Worship is Political

In my last post I talked about worship--about how worship serves as a normative relationship. Worship of God is a 'falling in love' with God in such a way that all other loves are ordered accordingly. Our relationship with God determines all our other relationships and identities and, as such, orients all relationships toward the selfless love demonstrated and manifest on the cross of Christ--a love of solidarity and shared identity.

Here, on this American holiday on which concepts like independence and liberty take center stage, I just want to talk about the way in which worship can become the most important prophetic corrective for Christians in America.
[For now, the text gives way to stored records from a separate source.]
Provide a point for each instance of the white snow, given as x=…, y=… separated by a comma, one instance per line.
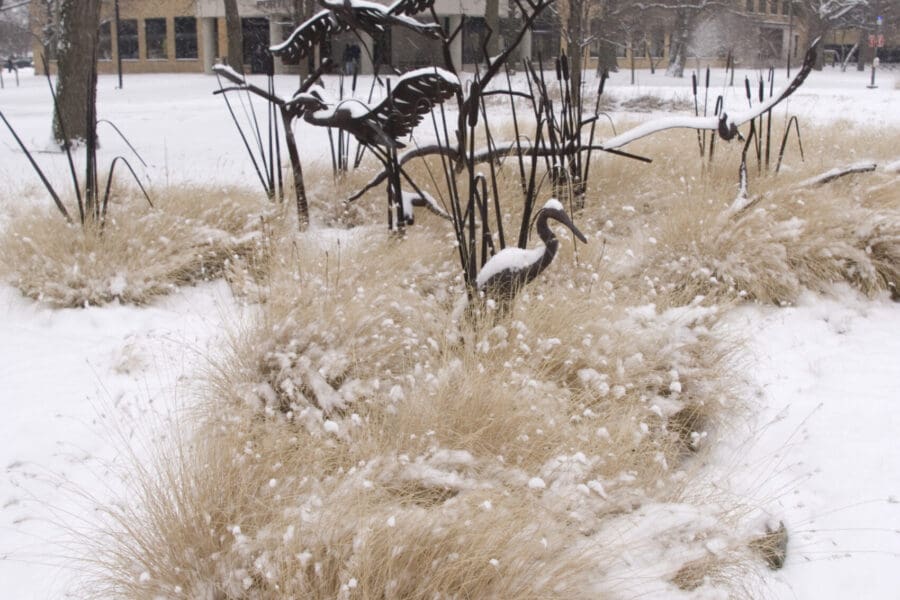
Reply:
x=820, y=453
x=508, y=259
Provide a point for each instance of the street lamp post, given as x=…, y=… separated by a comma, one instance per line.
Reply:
x=790, y=34
x=877, y=41
x=118, y=47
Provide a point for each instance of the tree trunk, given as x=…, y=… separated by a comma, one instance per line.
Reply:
x=492, y=20
x=77, y=84
x=235, y=36
x=607, y=59
x=302, y=11
x=574, y=49
x=680, y=41
x=860, y=53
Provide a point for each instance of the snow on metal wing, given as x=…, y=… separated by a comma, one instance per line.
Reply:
x=307, y=35
x=725, y=122
x=410, y=7
x=413, y=97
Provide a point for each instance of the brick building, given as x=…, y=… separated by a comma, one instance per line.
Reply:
x=189, y=36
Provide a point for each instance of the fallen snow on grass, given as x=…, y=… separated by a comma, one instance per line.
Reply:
x=79, y=390
x=823, y=456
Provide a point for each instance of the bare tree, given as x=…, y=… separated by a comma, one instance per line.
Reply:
x=15, y=38
x=575, y=21
x=75, y=115
x=235, y=36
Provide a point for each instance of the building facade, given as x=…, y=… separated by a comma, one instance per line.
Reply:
x=189, y=36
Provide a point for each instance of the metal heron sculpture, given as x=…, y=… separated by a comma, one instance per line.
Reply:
x=381, y=125
x=357, y=15
x=507, y=272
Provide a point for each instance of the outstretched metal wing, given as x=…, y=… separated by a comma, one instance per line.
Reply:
x=413, y=97
x=307, y=35
x=409, y=7
x=726, y=124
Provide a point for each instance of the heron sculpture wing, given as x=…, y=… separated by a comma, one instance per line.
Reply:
x=409, y=7
x=729, y=122
x=308, y=34
x=413, y=97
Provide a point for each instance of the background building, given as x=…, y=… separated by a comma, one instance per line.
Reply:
x=189, y=36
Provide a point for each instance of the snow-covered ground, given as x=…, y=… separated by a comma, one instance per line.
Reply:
x=822, y=455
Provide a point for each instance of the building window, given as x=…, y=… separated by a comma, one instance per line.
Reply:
x=104, y=44
x=155, y=30
x=127, y=39
x=186, y=37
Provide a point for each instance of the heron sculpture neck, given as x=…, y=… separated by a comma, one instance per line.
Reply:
x=509, y=270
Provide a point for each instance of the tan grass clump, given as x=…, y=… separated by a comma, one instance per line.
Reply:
x=191, y=235
x=360, y=443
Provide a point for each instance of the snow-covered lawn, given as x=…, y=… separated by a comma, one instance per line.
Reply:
x=820, y=454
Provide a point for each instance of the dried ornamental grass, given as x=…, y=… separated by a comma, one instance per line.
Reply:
x=141, y=252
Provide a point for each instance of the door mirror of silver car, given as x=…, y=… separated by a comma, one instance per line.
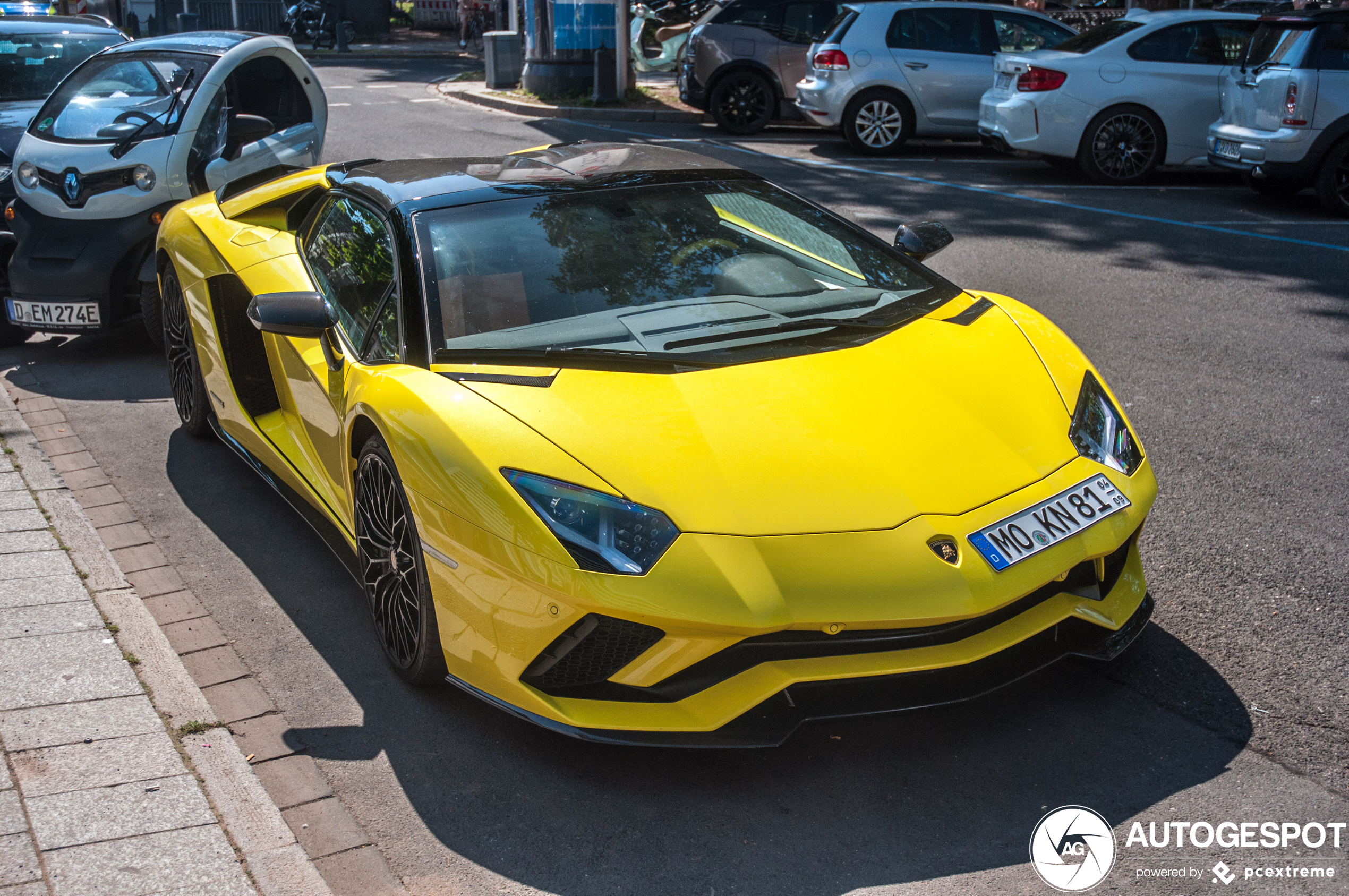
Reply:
x=920, y=239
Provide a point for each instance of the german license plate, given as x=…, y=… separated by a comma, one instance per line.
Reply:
x=1043, y=525
x=63, y=313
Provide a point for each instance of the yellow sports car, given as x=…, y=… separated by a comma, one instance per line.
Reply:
x=645, y=450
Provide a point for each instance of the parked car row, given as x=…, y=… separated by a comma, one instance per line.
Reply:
x=131, y=131
x=1116, y=101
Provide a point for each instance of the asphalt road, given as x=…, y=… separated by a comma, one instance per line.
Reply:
x=1218, y=318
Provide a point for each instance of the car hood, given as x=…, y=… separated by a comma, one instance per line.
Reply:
x=933, y=419
x=14, y=122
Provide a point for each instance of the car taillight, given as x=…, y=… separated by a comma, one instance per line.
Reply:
x=831, y=60
x=1040, y=80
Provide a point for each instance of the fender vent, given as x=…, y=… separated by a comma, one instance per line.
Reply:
x=590, y=652
x=242, y=346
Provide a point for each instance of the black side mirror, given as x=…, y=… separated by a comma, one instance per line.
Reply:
x=303, y=315
x=920, y=239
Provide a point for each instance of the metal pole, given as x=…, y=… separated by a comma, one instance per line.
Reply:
x=621, y=46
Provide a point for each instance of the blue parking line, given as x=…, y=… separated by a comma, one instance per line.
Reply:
x=980, y=189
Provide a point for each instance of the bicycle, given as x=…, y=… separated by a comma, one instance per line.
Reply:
x=471, y=29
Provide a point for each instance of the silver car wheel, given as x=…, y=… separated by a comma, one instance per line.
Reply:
x=1124, y=146
x=878, y=123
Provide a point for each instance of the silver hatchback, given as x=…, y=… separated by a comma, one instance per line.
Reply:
x=892, y=71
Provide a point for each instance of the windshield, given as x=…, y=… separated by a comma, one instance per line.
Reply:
x=111, y=96
x=34, y=64
x=1275, y=42
x=708, y=271
x=1098, y=36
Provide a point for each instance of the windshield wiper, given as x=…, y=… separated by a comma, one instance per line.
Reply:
x=126, y=143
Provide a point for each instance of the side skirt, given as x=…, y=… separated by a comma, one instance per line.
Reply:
x=318, y=521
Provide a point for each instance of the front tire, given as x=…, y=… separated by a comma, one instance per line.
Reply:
x=1123, y=146
x=393, y=570
x=189, y=389
x=1333, y=180
x=877, y=123
x=151, y=313
x=742, y=103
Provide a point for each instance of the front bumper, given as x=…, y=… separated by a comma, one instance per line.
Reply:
x=61, y=260
x=775, y=720
x=715, y=597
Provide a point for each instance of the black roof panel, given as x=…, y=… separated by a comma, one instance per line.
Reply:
x=212, y=42
x=438, y=183
x=46, y=25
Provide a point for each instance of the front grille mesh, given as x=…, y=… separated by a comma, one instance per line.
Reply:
x=590, y=652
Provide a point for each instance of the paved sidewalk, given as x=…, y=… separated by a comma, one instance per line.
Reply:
x=98, y=795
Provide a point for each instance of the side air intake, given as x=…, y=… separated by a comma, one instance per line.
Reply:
x=588, y=653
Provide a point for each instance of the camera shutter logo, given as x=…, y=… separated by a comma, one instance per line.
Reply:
x=1073, y=849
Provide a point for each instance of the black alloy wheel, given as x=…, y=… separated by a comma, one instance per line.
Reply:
x=1123, y=146
x=189, y=389
x=877, y=123
x=1333, y=180
x=391, y=568
x=742, y=103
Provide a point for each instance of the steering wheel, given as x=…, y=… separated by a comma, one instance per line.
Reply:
x=126, y=116
x=685, y=251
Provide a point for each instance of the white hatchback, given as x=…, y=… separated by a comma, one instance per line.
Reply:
x=1122, y=99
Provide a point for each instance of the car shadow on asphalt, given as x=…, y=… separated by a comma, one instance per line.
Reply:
x=841, y=806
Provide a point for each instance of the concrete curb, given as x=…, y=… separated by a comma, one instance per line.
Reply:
x=478, y=98
x=280, y=867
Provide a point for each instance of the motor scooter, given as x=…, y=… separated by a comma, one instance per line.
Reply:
x=671, y=37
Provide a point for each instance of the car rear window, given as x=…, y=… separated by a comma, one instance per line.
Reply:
x=1098, y=36
x=835, y=30
x=1277, y=42
x=1332, y=48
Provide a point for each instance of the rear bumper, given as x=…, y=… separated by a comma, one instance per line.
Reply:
x=775, y=720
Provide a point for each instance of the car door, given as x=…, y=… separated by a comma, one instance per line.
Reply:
x=350, y=254
x=259, y=118
x=1180, y=75
x=803, y=25
x=943, y=57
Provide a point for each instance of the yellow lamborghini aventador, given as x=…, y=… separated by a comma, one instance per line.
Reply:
x=646, y=450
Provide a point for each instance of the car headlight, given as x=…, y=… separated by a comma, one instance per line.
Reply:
x=602, y=533
x=1100, y=432
x=143, y=177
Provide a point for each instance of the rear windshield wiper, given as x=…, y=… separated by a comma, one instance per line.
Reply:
x=126, y=143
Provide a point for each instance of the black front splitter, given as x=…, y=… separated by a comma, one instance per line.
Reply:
x=775, y=720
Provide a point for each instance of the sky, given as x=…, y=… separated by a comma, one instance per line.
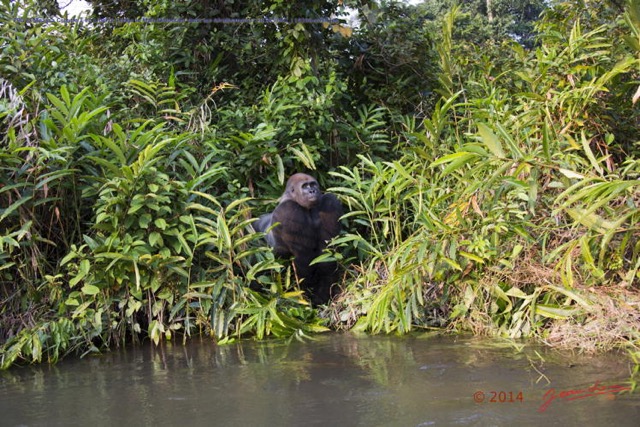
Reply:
x=73, y=7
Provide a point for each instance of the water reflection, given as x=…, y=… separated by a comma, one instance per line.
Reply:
x=338, y=379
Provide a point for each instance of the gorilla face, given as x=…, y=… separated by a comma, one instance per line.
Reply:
x=304, y=190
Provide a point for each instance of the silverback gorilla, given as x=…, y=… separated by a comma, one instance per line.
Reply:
x=306, y=220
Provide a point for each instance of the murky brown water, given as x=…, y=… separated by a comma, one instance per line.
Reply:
x=338, y=379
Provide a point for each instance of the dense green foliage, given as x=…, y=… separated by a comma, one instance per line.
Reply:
x=490, y=185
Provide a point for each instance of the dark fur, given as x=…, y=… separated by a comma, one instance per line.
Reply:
x=306, y=220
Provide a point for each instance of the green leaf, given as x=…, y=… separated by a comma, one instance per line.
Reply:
x=490, y=140
x=90, y=290
x=144, y=220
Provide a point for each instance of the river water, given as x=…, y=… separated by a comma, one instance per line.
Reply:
x=334, y=380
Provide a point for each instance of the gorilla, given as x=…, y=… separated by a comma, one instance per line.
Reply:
x=305, y=221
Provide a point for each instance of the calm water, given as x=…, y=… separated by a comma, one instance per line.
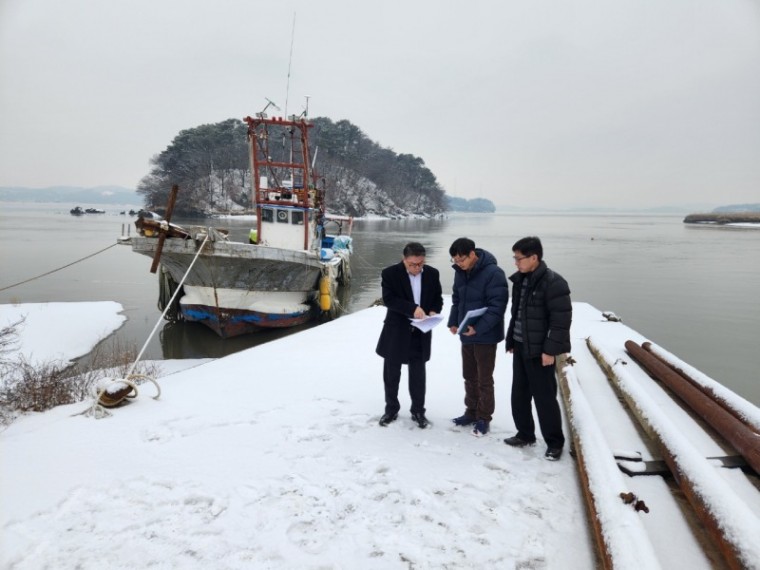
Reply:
x=693, y=290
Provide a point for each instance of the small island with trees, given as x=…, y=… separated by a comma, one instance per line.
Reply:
x=732, y=214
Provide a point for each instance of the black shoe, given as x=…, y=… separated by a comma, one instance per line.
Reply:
x=464, y=420
x=385, y=419
x=421, y=420
x=482, y=427
x=553, y=453
x=517, y=441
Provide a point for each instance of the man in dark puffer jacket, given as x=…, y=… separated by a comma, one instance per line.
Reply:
x=539, y=331
x=479, y=283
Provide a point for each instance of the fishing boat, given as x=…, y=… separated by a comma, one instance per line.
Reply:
x=288, y=271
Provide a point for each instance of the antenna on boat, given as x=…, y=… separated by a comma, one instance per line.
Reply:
x=290, y=61
x=262, y=114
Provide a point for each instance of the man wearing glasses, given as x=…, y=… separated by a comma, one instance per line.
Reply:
x=479, y=283
x=411, y=290
x=539, y=331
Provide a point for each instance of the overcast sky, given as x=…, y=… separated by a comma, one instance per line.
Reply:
x=564, y=102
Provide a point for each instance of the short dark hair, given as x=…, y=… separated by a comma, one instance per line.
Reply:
x=414, y=248
x=461, y=246
x=528, y=246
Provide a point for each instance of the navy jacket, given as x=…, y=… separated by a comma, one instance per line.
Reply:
x=547, y=314
x=485, y=285
x=396, y=336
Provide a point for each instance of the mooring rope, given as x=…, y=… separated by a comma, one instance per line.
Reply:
x=97, y=410
x=54, y=270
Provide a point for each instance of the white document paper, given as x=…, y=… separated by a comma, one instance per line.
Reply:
x=474, y=313
x=427, y=323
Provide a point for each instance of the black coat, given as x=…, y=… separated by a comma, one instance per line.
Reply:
x=485, y=285
x=547, y=314
x=396, y=336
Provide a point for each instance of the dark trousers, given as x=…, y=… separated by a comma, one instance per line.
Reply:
x=392, y=379
x=533, y=381
x=478, y=361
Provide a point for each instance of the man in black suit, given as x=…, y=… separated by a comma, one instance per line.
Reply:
x=411, y=290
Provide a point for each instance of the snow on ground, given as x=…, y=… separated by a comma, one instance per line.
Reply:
x=272, y=458
x=59, y=332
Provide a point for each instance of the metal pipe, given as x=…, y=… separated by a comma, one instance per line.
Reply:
x=691, y=484
x=736, y=432
x=706, y=390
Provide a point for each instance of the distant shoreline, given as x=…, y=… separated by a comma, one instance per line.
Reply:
x=723, y=218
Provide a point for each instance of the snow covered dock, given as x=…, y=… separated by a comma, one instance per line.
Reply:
x=272, y=458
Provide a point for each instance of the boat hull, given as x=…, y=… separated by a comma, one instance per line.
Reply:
x=235, y=288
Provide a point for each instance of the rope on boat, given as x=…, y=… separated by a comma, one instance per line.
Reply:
x=54, y=270
x=117, y=390
x=167, y=289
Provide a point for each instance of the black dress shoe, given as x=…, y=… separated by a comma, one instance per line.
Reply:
x=553, y=453
x=517, y=441
x=421, y=420
x=385, y=419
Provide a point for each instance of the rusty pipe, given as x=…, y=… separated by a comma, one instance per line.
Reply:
x=706, y=390
x=736, y=432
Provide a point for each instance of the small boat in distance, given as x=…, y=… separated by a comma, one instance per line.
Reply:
x=78, y=211
x=289, y=270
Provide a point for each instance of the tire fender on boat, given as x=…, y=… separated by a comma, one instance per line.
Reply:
x=325, y=298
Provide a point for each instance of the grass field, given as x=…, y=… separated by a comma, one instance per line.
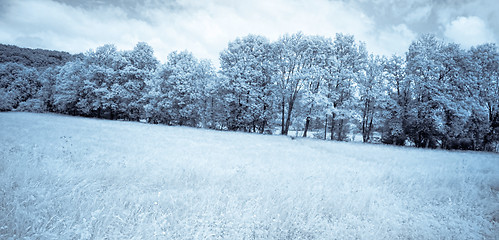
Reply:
x=65, y=177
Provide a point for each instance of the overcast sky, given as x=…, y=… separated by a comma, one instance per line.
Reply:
x=205, y=27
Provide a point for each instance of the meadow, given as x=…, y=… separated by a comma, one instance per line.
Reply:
x=65, y=177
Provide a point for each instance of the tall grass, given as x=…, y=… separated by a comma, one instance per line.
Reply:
x=74, y=178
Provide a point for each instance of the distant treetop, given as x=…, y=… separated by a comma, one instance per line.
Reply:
x=37, y=58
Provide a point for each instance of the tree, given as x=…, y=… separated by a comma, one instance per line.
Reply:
x=396, y=110
x=371, y=87
x=176, y=93
x=137, y=68
x=18, y=84
x=484, y=126
x=350, y=61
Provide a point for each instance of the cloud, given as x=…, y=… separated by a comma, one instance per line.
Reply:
x=469, y=31
x=205, y=27
x=393, y=40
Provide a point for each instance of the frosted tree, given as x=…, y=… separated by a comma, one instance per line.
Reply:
x=439, y=108
x=48, y=80
x=97, y=97
x=248, y=70
x=483, y=126
x=17, y=84
x=350, y=61
x=371, y=89
x=135, y=69
x=396, y=109
x=176, y=93
x=295, y=63
x=314, y=104
x=69, y=83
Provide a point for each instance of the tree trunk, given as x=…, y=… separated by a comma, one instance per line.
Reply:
x=288, y=117
x=306, y=127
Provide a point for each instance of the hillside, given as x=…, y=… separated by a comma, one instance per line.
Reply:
x=65, y=177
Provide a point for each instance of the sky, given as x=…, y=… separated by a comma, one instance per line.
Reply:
x=206, y=27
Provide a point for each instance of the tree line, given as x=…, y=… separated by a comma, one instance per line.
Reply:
x=438, y=96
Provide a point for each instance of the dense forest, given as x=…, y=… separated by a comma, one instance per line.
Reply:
x=438, y=95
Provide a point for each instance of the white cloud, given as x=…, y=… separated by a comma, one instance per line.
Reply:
x=394, y=40
x=468, y=31
x=419, y=14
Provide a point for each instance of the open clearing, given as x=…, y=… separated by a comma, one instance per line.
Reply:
x=66, y=177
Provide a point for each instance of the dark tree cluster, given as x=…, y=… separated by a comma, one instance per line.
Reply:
x=438, y=96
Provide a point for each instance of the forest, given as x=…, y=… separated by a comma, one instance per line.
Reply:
x=438, y=95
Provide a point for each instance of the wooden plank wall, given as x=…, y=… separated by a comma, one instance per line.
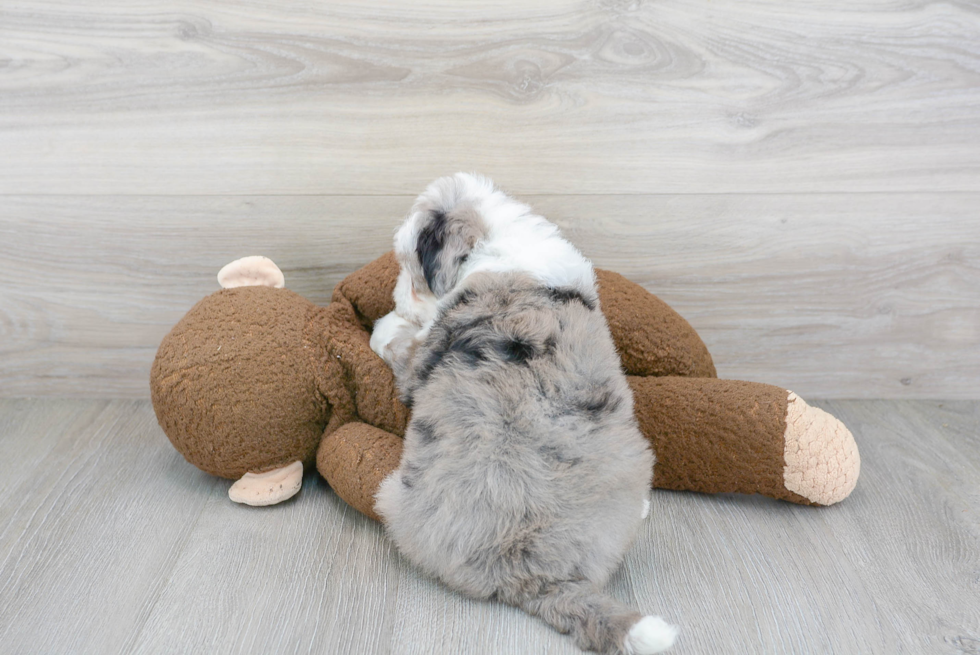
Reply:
x=800, y=180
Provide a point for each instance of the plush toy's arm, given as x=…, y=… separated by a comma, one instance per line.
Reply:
x=717, y=436
x=651, y=338
x=354, y=459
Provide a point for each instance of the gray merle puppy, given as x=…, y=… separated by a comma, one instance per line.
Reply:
x=524, y=477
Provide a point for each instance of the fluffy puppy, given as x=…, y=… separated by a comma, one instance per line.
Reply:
x=524, y=477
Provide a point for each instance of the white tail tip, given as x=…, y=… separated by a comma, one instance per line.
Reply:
x=651, y=634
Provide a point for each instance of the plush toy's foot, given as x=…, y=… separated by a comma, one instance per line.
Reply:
x=268, y=488
x=822, y=461
x=254, y=271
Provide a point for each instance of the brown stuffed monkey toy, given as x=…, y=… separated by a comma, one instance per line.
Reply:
x=256, y=382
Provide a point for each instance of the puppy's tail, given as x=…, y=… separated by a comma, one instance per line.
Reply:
x=597, y=621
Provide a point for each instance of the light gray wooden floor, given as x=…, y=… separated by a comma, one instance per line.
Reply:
x=110, y=542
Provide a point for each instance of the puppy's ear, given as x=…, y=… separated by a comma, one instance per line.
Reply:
x=444, y=243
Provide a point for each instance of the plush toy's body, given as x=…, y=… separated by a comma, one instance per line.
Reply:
x=256, y=382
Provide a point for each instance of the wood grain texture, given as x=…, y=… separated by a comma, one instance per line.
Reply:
x=831, y=295
x=250, y=97
x=112, y=543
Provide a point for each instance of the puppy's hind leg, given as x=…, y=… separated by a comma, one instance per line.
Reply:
x=597, y=621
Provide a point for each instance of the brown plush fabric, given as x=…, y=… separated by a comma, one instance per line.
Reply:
x=652, y=339
x=370, y=289
x=231, y=389
x=714, y=435
x=355, y=459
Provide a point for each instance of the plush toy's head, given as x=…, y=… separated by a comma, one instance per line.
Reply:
x=232, y=383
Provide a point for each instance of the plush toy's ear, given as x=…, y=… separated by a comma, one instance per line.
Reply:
x=254, y=271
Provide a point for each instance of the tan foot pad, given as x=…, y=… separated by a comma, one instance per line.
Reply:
x=821, y=458
x=254, y=271
x=269, y=488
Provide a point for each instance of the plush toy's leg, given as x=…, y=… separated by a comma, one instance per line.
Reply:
x=718, y=436
x=268, y=487
x=354, y=459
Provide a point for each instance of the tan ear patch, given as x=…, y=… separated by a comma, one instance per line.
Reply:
x=822, y=463
x=254, y=271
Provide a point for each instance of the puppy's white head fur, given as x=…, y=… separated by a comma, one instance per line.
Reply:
x=462, y=225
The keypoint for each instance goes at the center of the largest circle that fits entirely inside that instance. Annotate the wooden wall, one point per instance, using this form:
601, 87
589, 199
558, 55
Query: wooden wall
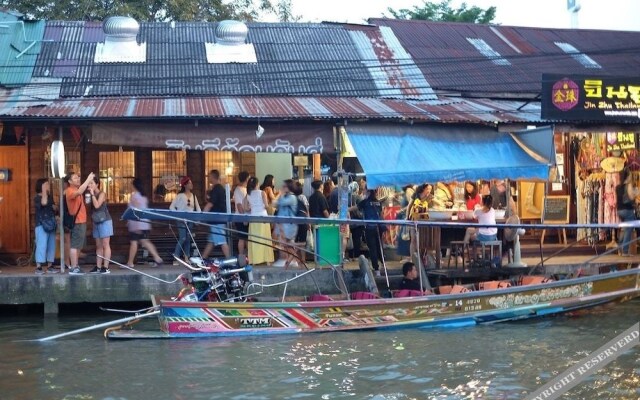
34, 165
14, 209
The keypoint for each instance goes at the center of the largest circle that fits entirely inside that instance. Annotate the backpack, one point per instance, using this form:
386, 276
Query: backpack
302, 210
68, 219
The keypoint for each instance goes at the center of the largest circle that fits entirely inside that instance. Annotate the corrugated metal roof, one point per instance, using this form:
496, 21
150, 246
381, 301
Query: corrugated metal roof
459, 110
394, 72
450, 62
293, 60
20, 43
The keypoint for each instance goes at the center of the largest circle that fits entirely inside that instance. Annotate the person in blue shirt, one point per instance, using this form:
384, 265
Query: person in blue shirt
287, 206
371, 209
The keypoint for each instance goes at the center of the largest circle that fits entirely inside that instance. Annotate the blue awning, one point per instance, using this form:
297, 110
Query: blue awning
399, 155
I believe I heard that something like 70% of all Americans identify, at least in some nominal fashion, as Christians. Christianity is still America's dominant religion (even if Fox News thinks it's being persecuted). But when it comes to worship, I doubt that Christ is actually America's most central object of worship. It seems obvious, at least in most political debates on Facebook, that many people who do consider themselves Christians are content to allow their relationship to American national identity to determine and order their other relationships, even their relationship with God. In other words, even Christians by name in America often worship American nationalism before they worship God. As I said in my previous post, It's easy to get our idea of worship stuck in the mud of archaist rituals and religion. Even emotional worship songs can fall into this category. Just because someone sings contemporary worship songs on Sunday morning, it does not mean that their relationship with God is normative in their lives, no matter how emotional their singing may be. The truth is, worship is such an holistic orientation to God that it cannot be reduced to emotion or sanctioned from political activity. So even if we pray to God and wish to follow God in our everyday activities and in our relationships with the people we know, worship should extend beyond those things, it should determine even our corporate activity and our relation to people we do not know, people who may even be of a different nationality. In other words, worship is political. 

If in a conversation about immigration, for example, we are more prone to ask how an American should attend to the situation than we are to ask how a Christian, a follower of the crucified Christ, should attend to it, then I think we can assume that our worship is directed not to Christ but to American nationalism. If we ask how a Christian should attend to immigration, it's much less likely that we'd reach the same conclusions as when we asked how an American should handle it. Deportation, as such, would not likely fall into the equation if our worship is directed toward the Christ who was crucified outside the walls of Jerusalem by the political forces of dominant society. We would not be able to justify acting from American self-interest, but we'd be compelled to see as brothers and sisters those whom America might be inclined to see as threats, aliens, or "illegals." Our relationship with God, through worship, we have to correct and determine our identity as Americans. In other words, we'd be Christians first, Americans second (to put it perhaps too crassly) and our kinship would not be to Americans, per se, but to humankind for whom Christ died. 

So on this American Independence Day, do not forget that Christian allegiance is not to a flag--not even to the flag of the United States of America or to the republic for which it stands--but to the God who is revealed in Jesus, the God who shares his body and his blood, his very identity, with the outcast, the marginalized, the illegal, and the unAmerican.